“Cuidado com a Colina Escarlate”, sussurra a aparição fantasmagórica nos primeiros minutos do filme. É um aviso sobre o futuro de Edith Cushing (Mia Wasikowska), ainda criança. Algumas sequências depois, a mesma personagem aparece falando que os fantasmas do livro que está escrevendo são uma metáfora para o passado. É importante para Guillermo del Toro, o diretor, deixar bem claro esse contraste entre o que a personagem central entende que são os fantasmas e o que eles fazem de verdade. É por isso, também, que ele está mais interessado na criação de um clima de tensão do que nos sustos fáceis que este subgênero, o filme de mansão assombrada, costuma evocar.
Edith é uma jovem burguesa nos EUA do final do século 19 que, claramente, despreza a aristocracia falida. Coisa que muda de figura com a chegada de Sir Thomas Sharpe (Tom Hiddleston), que busca financiamento para a construção de uma máquina de explorar um tipo especial de argila vermelha. Como costuma acontecer neste tipo de trama, os dois se apaixonam e ela parte para a Inglaterra sombria, fixando residência em Allerdale Hall, a mansão da família Sharpe, disputando espaço com a misteriosa cunhada, Lucille (Jessica Chastain).
O apelo é óbvio. A madeira range e o vento passa criando sons que só podem ser descritos como fantasmagóricos. Essa é a maior contribuição de Del Toro ao gênero: a mansão dos Sharpe é a mãe das mansões assombradas, símbolo máximo da decadência da aristocracia. A construção está aos pedaços, tendo até mesmo um grande buraco no teto sobre o hall de entrada, artifício que o diretor vai usar para criar algumas imagens belas e macabras.
O visual é o que chama atenção logo de cara em “A Colina Escarlate”. A forma como Del Toro cria um filme colorido, sem perder a nuance sombria, é impressionante. Mais ainda: como ele usa as cores para mostrar a relação dos personagens. Desde o vermelho forte do vestido com que Lucille aparece pela primeira vez, antecipando a relação com o sangue e com o barro de Allerdale Hall, até os amarelos-dourado de Edith quando chega à mansão.

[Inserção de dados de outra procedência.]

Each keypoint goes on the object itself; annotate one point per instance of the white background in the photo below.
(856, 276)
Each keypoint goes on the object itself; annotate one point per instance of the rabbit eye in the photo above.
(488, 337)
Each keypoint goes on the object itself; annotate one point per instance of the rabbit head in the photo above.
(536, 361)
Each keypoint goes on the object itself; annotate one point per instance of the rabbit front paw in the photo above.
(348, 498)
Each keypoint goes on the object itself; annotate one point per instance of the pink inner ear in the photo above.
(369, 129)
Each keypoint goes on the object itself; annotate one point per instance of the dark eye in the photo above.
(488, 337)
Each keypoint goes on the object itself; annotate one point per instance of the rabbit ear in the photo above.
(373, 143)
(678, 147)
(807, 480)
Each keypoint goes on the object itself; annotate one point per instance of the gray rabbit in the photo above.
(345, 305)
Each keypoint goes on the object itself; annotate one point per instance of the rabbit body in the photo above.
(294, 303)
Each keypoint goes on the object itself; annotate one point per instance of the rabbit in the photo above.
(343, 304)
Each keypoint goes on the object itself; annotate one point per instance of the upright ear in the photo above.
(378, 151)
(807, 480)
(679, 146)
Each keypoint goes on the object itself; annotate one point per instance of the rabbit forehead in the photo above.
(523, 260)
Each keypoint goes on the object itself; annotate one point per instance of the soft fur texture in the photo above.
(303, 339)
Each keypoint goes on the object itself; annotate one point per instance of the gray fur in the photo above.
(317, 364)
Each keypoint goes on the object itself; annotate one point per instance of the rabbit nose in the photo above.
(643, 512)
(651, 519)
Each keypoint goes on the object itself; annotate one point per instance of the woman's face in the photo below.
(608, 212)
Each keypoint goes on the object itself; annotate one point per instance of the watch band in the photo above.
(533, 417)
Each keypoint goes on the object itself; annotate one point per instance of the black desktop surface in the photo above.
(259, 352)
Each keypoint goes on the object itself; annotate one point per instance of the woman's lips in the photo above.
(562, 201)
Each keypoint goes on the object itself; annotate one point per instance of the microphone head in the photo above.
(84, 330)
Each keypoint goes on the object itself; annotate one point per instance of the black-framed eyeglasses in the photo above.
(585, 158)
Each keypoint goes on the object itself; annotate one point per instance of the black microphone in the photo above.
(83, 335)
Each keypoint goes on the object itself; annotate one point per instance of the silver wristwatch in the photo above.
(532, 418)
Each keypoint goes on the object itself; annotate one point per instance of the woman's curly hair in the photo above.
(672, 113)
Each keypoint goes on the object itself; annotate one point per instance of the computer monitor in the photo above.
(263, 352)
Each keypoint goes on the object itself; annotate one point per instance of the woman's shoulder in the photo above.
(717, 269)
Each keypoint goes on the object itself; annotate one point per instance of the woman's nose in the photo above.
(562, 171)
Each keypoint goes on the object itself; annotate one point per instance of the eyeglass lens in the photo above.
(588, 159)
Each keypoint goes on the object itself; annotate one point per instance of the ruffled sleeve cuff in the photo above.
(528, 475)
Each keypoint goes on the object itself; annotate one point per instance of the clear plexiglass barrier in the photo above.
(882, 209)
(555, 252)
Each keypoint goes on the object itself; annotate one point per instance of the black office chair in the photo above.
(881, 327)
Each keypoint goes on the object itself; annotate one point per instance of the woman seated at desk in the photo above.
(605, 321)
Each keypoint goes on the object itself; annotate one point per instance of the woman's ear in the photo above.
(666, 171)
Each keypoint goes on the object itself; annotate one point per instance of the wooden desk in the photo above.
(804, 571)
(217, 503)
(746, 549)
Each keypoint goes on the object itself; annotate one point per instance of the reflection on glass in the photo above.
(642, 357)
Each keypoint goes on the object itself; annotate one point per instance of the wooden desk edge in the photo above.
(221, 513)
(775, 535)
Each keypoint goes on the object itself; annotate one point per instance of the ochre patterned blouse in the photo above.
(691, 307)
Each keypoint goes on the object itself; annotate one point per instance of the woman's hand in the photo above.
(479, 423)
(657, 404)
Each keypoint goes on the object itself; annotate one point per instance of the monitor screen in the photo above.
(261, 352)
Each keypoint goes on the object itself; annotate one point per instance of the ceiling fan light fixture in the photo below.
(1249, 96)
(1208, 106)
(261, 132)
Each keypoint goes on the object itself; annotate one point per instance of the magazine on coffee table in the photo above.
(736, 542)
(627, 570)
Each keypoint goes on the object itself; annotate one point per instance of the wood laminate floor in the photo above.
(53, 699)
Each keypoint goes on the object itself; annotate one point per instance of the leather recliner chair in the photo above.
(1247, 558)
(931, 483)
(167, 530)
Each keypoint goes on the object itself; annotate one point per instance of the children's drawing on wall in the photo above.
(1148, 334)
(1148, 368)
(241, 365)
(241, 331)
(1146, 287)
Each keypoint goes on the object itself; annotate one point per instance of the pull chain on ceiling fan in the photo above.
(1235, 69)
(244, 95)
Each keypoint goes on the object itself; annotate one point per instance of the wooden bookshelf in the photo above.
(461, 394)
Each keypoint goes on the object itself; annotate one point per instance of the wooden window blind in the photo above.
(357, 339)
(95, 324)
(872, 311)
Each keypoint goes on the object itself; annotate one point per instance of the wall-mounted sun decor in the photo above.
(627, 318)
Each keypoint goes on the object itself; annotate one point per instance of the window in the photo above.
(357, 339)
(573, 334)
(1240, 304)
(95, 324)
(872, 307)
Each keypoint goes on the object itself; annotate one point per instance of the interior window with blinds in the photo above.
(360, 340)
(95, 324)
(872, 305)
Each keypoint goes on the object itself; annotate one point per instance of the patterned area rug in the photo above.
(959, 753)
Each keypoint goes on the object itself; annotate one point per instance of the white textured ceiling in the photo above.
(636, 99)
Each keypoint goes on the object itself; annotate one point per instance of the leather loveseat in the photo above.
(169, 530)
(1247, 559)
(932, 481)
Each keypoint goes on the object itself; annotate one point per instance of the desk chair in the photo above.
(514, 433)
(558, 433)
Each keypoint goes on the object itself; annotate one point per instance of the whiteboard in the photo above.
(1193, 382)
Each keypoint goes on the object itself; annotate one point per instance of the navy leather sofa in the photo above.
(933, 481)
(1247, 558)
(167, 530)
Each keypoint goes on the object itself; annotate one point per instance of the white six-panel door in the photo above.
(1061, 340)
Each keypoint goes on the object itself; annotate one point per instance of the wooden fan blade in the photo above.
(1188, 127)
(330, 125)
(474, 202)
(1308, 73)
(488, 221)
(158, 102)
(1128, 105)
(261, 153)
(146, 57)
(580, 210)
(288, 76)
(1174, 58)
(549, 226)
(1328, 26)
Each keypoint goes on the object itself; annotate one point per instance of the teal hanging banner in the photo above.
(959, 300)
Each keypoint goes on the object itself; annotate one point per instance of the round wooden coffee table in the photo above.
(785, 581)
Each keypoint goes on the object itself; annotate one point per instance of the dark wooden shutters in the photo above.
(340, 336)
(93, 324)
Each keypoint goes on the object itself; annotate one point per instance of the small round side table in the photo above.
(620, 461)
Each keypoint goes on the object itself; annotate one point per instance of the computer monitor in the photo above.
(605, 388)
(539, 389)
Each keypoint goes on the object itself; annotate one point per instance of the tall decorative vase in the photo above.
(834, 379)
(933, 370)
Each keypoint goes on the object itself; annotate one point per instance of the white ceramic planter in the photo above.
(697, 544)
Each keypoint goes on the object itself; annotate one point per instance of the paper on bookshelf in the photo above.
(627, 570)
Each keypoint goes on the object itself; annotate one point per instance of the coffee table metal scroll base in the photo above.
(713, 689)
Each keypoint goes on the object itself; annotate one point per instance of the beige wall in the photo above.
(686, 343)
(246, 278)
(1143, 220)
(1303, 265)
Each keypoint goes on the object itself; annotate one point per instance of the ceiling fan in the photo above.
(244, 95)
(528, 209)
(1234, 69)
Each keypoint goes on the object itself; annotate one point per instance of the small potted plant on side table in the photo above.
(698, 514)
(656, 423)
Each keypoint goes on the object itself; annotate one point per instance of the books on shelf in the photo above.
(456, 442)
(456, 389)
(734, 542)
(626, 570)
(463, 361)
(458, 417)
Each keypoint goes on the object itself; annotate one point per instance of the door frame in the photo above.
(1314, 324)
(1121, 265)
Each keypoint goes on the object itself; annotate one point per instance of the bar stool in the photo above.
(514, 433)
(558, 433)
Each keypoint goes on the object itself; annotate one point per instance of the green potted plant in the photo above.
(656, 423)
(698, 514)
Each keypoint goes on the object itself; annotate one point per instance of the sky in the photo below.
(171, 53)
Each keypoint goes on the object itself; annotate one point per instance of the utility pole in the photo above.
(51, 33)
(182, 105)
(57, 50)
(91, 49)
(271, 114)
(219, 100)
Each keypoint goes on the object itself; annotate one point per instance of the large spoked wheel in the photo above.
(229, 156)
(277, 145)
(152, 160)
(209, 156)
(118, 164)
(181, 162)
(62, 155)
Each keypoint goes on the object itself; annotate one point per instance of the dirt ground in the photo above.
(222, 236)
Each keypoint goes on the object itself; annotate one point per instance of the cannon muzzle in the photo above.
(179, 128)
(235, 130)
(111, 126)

Mas a construção das imagens, por mais importante que seja, ainda é um dos aspectos da riqueza que existe nas camadas deste filme.
Edith encarna a típica heroína de Jane Austen, como a Elizabeth Bennet, de “Orgulho e Preconceito”. Tem ideias próprias e faz pouco caso das convenções sociais. Mas, aos poucos, vai se transformando em uma personagem trágica, como as das novelas de horror do século 19 escritas por Mary Shelley. A evocação das duas escritoras é trazida pelo próprio filme, em uma cena em que a personagem vivida por Mia é comparada com a primeira autora, mas responde querer ser como a segunda. Esse tipo de detalhe mostra como as escolhas são todas muito conscientes (e darão pano pra manga à medida que o filme for reassistido).
Há lugar, por exemplo, para um curioso e atual debate de classes, com a aristocracia falida do Velho Mundo buscando o dinheiro da burguesia norte-americana. Ao falhar em conseguir financiamento para seus projetos, esta nobreza parte em garantir dinheiro do melhor jeito que sabe: através de casamentos. Mas os fantasmas do passado não deixarão que haja possibilidade de felicidade no futuro de um casal formado por razões tão egoístas.
Há um sem-número de filmes de fantasma ambientados em grandes mansões. A comparação mais óbvia é com “Rebecca – A Mulher Inesquecível”, de Alfred Hitchcock, um filme de fantasma sem fantasma. O mestre do suspense também resgatou elementos do romance de horror vitoriano. O casamento feito em um impulso, a casa gigantesca e sombria, a proibição de ir para determinados cômodos. Tudo já está lá. Mas Del Toro parte destas regras simples e almeja a transcendência com seus fantasmas que existem de verdade, como mostra a primeira frase dita no filme.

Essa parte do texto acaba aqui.